# Technical Data Extraction: Model Performance Comparison
## 1. Component Isolation
* **Header (Legend):** Located at the top of the image, containing three color-coded categories.
* **Main Chart:** A horizontal stacked bar chart comparing three iterations of a "Self-Rewarding" model against an "SFT Baseline."
* **Y-Axis:** Labels for the three experimental comparisons.
* **Data Labels:** Numerical values (percentages) inscribed within each segment of the bars.
---
## 2. Legend and Color Mapping
The legend is positioned at the top center of the figure.
| Color | Label | Description |
| :--- | :--- | :--- |
| **Green** | `Self-Rewarding Wins` | Percentage of trials where the Self-Rewarding model outperformed the baseline. |
| **Light Blue** | `Tie` | Percentage of trials where performance was equal. |
| **Red/Salmon** | `SFT Baseline Wins` | Percentage of trials where the SFT Baseline outperformed the Self-Rewarding model. |
---
## 3. Data Table Extraction
The chart displays three distinct iterations ($M_1, M_2, M_3$). Each row represents a comparison of that iteration against the SFT Baseline.
| Comparison (Y-Axis) | Self-Rewarding Wins (Green) | Tie (Blue) | SFT Baseline Wins (Red) | Total |
| :--- | :---: | :---: | :---: | :---: |
| **Self-Rewarding $M_3$ vs.

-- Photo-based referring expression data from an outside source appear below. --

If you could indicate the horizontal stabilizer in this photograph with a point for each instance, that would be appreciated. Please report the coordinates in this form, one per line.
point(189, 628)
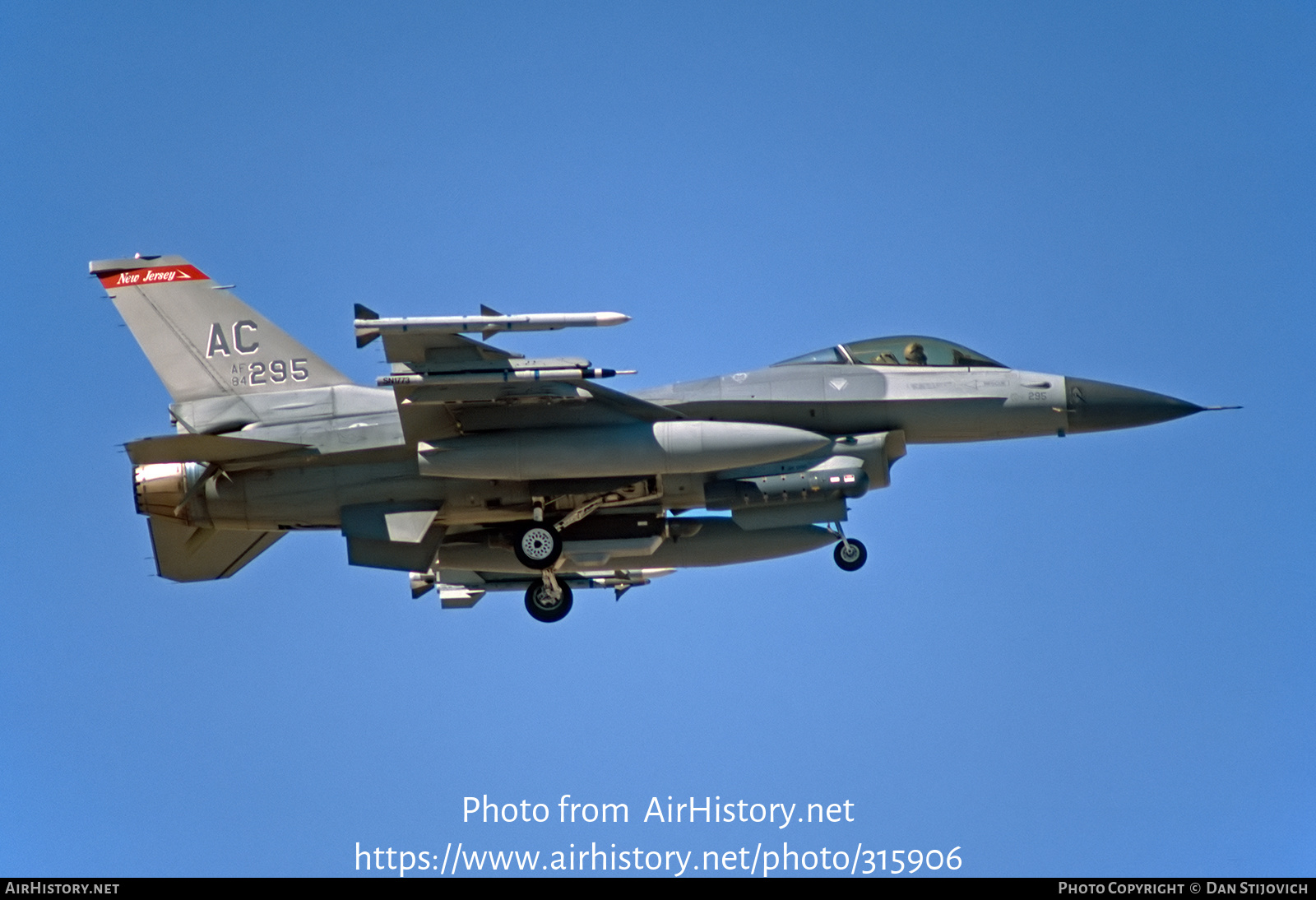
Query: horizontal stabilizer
point(203, 448)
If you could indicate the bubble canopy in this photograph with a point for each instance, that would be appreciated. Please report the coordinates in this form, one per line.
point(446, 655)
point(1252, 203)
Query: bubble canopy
point(898, 350)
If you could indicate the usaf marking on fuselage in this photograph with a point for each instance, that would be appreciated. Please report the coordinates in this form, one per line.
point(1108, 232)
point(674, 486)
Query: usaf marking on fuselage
point(475, 470)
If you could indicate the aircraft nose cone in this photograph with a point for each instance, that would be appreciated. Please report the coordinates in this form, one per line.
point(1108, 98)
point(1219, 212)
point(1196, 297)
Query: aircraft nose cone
point(1102, 407)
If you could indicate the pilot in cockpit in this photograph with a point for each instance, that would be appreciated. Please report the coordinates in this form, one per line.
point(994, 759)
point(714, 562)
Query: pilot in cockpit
point(915, 355)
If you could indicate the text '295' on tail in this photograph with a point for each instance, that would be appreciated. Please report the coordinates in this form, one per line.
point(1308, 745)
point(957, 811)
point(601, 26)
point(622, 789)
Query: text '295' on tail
point(202, 340)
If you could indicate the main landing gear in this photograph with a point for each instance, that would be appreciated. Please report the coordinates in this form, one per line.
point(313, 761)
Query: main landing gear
point(849, 554)
point(548, 601)
point(537, 546)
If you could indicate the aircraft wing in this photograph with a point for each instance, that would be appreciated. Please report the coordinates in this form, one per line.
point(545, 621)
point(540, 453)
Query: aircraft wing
point(447, 383)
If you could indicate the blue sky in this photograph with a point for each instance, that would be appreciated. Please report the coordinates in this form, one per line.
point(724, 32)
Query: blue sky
point(1066, 656)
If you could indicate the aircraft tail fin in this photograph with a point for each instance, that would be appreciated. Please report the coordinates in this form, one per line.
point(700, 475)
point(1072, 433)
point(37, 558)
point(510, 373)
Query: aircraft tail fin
point(202, 340)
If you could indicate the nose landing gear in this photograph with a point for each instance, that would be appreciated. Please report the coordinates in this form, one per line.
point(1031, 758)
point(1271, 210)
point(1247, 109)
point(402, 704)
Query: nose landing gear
point(548, 601)
point(849, 554)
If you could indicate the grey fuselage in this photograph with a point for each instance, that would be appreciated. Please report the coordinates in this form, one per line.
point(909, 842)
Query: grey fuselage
point(364, 457)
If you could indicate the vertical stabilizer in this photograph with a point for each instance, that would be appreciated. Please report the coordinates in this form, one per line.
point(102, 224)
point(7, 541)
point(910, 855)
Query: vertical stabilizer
point(202, 340)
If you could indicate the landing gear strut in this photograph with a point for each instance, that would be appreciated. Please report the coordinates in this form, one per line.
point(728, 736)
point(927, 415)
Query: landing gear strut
point(544, 604)
point(849, 554)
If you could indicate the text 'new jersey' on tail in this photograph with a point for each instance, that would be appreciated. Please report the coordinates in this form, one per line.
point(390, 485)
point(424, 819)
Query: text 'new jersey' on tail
point(202, 340)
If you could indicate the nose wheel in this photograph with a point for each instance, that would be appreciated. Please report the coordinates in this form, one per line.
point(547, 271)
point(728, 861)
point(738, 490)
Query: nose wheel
point(546, 605)
point(850, 554)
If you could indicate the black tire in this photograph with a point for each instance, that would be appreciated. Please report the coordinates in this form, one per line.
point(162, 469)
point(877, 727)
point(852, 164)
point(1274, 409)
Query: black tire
point(541, 608)
point(850, 559)
point(537, 546)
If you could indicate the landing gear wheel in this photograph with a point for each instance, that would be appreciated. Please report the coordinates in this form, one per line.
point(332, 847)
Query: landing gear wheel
point(537, 546)
point(544, 607)
point(850, 555)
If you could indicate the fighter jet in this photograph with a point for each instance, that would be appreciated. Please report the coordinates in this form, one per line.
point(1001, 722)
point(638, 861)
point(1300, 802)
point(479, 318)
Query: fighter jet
point(474, 469)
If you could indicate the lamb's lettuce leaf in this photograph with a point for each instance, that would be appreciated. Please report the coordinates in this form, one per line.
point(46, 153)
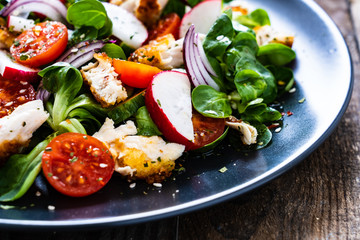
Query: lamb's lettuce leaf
point(20, 171)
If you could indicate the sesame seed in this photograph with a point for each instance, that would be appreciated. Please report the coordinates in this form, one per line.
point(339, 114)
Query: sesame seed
point(157, 184)
point(51, 208)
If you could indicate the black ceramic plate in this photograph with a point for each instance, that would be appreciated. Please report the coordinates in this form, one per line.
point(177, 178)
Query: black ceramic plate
point(323, 77)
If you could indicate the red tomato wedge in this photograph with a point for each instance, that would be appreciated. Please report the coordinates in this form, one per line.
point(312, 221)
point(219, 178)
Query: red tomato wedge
point(14, 94)
point(134, 74)
point(206, 130)
point(77, 165)
point(170, 23)
point(40, 45)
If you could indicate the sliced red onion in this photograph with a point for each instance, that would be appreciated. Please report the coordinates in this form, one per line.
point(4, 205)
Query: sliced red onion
point(194, 66)
point(86, 57)
point(53, 9)
point(186, 54)
point(202, 54)
point(81, 53)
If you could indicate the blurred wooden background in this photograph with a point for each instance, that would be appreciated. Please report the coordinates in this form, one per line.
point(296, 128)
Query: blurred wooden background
point(318, 199)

SFT Baseline** | 62.5 | 27.7 | 9.8 | 100.0 |
| **Self-Rewarding $M_2$ vs. SFT Baseline** | 49.2 | 36.3 | 14.5 | 100.0 |
| **Self-Rewarding $M_1$ vs. SFT Baseline** | 30.5 | 38.7 | 30.9 | 100.1* |
*\*Note: Slight rounding variance in the $M_1$ row.*
---
## 4. Trend Analysis and Logic Check
### Visual Trends
* **Self-Rewarding Wins (Green):** The green segment grows significantly as the model progresses from $M_1$ to $M_3$. The bar length more than doubles from the first to the third iteration.

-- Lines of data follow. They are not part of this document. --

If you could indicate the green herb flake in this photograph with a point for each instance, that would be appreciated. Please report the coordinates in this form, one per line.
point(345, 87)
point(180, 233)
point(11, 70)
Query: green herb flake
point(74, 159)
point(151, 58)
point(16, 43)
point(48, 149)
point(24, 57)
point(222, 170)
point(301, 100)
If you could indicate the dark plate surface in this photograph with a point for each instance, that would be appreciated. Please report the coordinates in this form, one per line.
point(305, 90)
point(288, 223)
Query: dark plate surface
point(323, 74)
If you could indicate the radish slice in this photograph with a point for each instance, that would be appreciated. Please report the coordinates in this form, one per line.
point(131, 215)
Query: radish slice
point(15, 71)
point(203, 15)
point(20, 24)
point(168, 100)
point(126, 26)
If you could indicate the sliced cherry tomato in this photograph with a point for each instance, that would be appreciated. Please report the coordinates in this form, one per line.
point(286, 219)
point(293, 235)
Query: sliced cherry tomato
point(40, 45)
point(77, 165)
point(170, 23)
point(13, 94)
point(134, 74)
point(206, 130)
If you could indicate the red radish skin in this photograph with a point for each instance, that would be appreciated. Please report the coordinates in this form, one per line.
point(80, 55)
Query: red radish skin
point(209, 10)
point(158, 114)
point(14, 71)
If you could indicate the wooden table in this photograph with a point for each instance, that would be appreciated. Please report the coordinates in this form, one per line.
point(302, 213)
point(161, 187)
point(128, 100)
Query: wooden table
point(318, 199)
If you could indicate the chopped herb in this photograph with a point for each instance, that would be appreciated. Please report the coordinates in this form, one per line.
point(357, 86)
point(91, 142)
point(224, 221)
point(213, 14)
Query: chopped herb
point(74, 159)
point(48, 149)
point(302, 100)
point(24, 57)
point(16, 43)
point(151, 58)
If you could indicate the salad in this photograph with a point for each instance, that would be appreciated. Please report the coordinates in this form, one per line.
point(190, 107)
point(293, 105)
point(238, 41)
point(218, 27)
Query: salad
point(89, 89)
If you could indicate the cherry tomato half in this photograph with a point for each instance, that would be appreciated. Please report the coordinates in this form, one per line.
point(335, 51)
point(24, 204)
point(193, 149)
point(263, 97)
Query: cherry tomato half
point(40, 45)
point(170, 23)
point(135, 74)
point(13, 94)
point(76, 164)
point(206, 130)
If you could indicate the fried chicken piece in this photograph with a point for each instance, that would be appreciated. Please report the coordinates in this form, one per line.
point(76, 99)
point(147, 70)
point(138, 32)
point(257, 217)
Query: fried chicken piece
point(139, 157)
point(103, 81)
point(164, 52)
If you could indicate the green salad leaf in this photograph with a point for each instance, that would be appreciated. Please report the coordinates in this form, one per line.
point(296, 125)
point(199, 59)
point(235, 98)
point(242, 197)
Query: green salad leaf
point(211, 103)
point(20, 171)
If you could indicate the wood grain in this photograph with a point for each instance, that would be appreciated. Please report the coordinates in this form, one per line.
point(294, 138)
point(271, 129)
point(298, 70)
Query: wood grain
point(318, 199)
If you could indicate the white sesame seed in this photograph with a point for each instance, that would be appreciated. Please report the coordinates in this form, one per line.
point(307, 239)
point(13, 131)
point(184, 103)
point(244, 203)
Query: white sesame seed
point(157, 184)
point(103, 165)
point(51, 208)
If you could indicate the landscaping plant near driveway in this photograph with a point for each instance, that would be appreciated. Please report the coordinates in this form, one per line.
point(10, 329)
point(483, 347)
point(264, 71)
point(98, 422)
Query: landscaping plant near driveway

* **SFT Baseline Wins (Red):** The red segment shrinks consistently from $M_1$ to $M_3$, indicating the baseline becomes less competitive as the Self-Rewarding model iterates.

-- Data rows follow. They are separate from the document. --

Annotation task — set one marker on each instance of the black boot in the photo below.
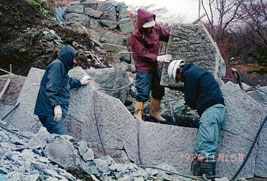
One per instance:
(208, 168)
(195, 167)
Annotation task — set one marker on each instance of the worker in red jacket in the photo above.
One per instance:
(145, 47)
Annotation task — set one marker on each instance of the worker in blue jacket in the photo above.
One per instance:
(202, 92)
(53, 98)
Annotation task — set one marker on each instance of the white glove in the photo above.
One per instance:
(85, 80)
(164, 58)
(57, 113)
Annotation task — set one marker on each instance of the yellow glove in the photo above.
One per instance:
(85, 80)
(57, 113)
(164, 58)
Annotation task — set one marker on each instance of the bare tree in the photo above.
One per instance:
(253, 15)
(220, 14)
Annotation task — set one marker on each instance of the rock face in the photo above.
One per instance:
(192, 43)
(42, 156)
(157, 143)
(12, 93)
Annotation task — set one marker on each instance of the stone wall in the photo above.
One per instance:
(94, 14)
(192, 43)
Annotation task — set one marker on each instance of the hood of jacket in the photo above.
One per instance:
(143, 16)
(186, 67)
(66, 56)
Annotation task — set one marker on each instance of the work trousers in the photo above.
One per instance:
(53, 126)
(146, 82)
(211, 122)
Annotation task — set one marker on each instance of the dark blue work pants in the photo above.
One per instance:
(146, 81)
(53, 126)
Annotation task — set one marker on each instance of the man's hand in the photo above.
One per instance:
(85, 80)
(181, 109)
(164, 58)
(57, 113)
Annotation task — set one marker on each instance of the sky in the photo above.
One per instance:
(186, 10)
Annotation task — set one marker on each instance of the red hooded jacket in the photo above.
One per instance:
(145, 46)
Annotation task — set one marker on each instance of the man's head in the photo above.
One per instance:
(68, 56)
(149, 24)
(146, 20)
(175, 69)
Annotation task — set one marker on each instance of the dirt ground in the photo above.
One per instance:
(15, 17)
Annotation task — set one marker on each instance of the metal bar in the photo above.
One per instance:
(11, 111)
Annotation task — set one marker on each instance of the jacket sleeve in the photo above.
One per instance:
(191, 90)
(163, 34)
(140, 50)
(54, 84)
(74, 83)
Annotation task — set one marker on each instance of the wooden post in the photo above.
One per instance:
(199, 2)
(10, 68)
(5, 88)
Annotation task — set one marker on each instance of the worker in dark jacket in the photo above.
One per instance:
(202, 92)
(145, 47)
(54, 93)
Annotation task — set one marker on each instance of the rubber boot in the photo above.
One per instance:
(195, 167)
(139, 109)
(154, 110)
(208, 168)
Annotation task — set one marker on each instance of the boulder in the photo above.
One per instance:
(92, 13)
(126, 25)
(113, 38)
(110, 14)
(77, 18)
(75, 9)
(151, 143)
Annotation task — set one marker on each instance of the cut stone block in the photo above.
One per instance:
(90, 109)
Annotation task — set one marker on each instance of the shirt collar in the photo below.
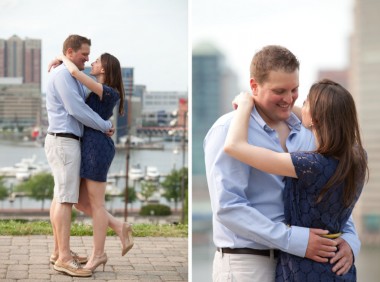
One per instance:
(293, 122)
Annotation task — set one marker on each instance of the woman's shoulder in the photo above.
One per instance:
(107, 90)
(312, 158)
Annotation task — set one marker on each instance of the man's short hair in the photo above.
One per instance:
(75, 42)
(272, 58)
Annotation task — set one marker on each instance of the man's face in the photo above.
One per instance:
(80, 57)
(276, 96)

* **Ties (Blue):** The blue segment is largest in $M_1$ and smallest in $M_3$, suggesting the models become more differentiated in performance over time.
### Key Findings
1. **Iterative Improvement:** There is a clear positive correlation between the iteration number ($M_n$) and the win rate of the Self-Rewarding model.
2. **Dominance at $M_3$:** By the third iteration ($M_3$), the Self-Rewarding model wins in a clear majority of cases (62.5%), while the baseline wins in fewer than 10% of cases (9.8%).
3. **Initial Parity:** At iteration $M_1$, the performance is nearly balanced between the two models (30.5% vs 30.9%), with "Tie" being the most frequent outcome (38.7%).